The Night Everything Changed
Dante stirred from his slumber as the cloak dropped around them. Blinking back the sleep, he caught sight of the twisted roots at their feet, a mesh of thick vines wrapped in sinew. His body trembled with a cry that never came, as his mother’s reassurance washed over him.
“This isn’t the forest,” she said. “You’ll have to walk the rest of the way on foot, though. The path ahead is too small for me to carry you. Just be careful when you get down though. The ground isn’t very even up here.”

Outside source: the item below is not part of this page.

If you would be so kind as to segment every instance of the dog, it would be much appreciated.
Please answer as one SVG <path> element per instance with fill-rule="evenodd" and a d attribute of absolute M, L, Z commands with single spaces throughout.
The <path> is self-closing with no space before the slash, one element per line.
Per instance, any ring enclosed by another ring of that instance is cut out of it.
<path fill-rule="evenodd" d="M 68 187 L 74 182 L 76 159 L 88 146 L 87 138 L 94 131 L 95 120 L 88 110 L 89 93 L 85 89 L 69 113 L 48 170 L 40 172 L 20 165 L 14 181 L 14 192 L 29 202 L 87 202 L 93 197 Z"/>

Ahead of them, a dark hill rose against the dusk sky, a giant bulge of interconnected fibres that caused Dante’s stomach to lurch when he realised just how high they were. He could see the town to the right, a distant cluster of streetlights and houses, and, east of it, the towers of the Theatre and the rooftop gardens of the Ritches Estate.
He dropped from his mother’s back and caught her waist to steady himself. The path below was made up of the same bundle of roots and wires as the rest of the hill. Finding his balance, he dared a look back at the way they came. In his heart, he already knew the truth, but he had to see it with his own eyes, just to be sure.
The path ran down the hillside to the top of the Fourth Wall, which curved away beneath them until the dark shadows of Torhout Forest rose to devour it. And, as his eyes moved from the mark of Malkuth’s expansion to that of the Donara, he caught sight of the smoke, the churning black columns of destruction that rose from the place he had called home. There were at least half a dozen of them, each one alive with the light of dancing hellfire. Dante’s breath caught in his throat.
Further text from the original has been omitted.